When I see Betty in the morning, I always hope I can be just like her. I told her so once and she sloughed off the compliment and broke her strategy down to the most simple process…
“When I wake up in the morning and I check to see what still moves. Whatever’s still moving, I move it as much as possible that day.”
Simple. And then she smiles and laughs.
Betty’s one of the biggest benefits of early morning swimming. Her smile is as inspirational as her discipline. She provides the most colorful commentary about my Betty Designs swimsuits; seeing her name everywhere and having her own team delights her. She’s especially silly when it says “badass” on the butt.

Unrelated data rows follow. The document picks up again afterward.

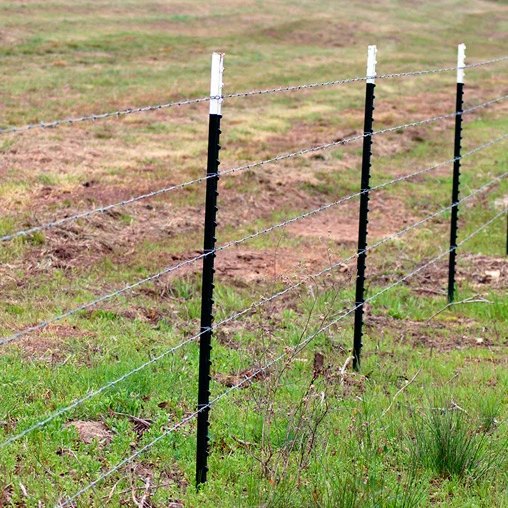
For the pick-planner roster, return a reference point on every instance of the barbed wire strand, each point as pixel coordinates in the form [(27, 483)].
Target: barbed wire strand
[(359, 79), (355, 138), (98, 391), (228, 245), (234, 317), (129, 111), (103, 298), (291, 351), (345, 141), (356, 254)]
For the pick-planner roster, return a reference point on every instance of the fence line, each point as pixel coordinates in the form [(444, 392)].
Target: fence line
[(292, 351), (228, 245), (157, 107), (255, 305), (208, 330), (238, 169)]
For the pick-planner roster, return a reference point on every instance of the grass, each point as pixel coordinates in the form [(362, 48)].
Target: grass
[(302, 435)]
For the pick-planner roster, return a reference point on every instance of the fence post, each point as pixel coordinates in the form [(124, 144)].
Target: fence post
[(208, 267), (461, 57), (364, 205)]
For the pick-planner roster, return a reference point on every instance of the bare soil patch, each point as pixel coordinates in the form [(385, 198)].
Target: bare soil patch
[(91, 431)]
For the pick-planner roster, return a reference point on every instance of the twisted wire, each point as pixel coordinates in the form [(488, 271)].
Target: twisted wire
[(93, 118), (98, 391), (255, 305), (103, 298), (368, 248), (289, 352), (228, 245), (304, 151), (124, 112)]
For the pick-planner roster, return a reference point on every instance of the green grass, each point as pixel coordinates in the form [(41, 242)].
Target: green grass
[(390, 435)]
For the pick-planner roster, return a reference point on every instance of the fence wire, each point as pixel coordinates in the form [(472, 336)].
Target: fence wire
[(252, 307), (228, 245), (288, 353), (129, 111)]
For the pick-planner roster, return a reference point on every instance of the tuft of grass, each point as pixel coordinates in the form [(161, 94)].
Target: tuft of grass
[(447, 444)]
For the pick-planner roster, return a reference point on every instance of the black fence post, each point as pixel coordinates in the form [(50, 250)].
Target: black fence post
[(208, 268), (364, 205), (456, 172)]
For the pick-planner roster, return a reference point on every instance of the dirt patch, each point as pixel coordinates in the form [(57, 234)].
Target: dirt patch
[(461, 333), (49, 343), (92, 431)]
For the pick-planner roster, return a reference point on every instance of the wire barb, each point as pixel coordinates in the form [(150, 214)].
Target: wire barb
[(289, 352), (255, 305), (129, 111)]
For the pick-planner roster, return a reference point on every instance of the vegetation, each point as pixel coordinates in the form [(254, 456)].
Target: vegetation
[(424, 421)]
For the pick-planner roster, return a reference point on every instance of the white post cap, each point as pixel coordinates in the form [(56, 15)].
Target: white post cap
[(371, 64), (461, 62), (216, 83)]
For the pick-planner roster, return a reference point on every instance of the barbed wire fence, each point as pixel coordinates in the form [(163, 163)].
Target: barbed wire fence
[(207, 254)]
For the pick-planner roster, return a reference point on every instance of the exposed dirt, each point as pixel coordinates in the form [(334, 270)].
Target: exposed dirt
[(91, 431)]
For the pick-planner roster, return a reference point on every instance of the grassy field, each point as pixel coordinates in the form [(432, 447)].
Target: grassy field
[(423, 423)]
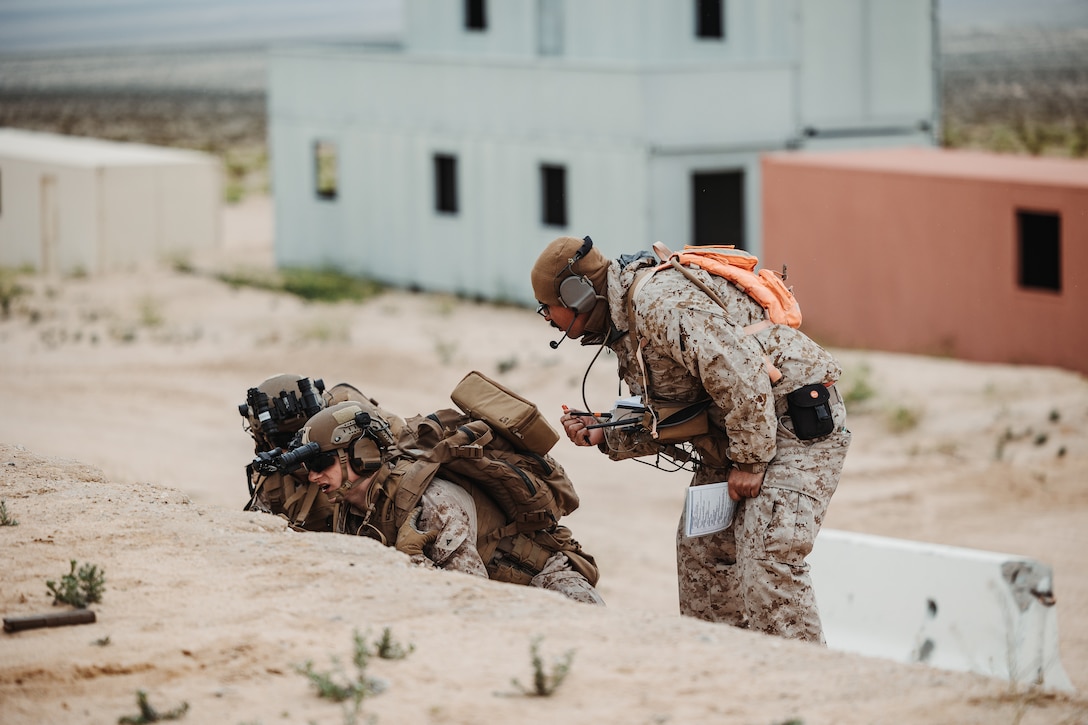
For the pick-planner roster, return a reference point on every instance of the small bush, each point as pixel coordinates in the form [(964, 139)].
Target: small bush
[(10, 289), (78, 588), (5, 518), (338, 687), (545, 684)]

My Betty Teammates and I decided that Betty really is an original and should have some Betty gear, so we recently gave her a visor. She loved it! But the next time I saw her, she was concerned. She’d gone home and looked up what “badass” meant and it sounded awful to her – “someone who’s difficult to deal with and mean-tempered”. That didn’t sound good to her. I explained it was more of the “distinctively tough or powerful” part of the definition that we’re talking about. That she was OK with and was happy to be a badass again.
Betty turns 90 in November. She warned that we better not do anything for her birthday. (She’s fighty, sometimes.) I think it would be impossible not to celebrate. Not just making it to 90, but for being a beautiful badass at 90 – and for the wonderful possibility that we could be, too!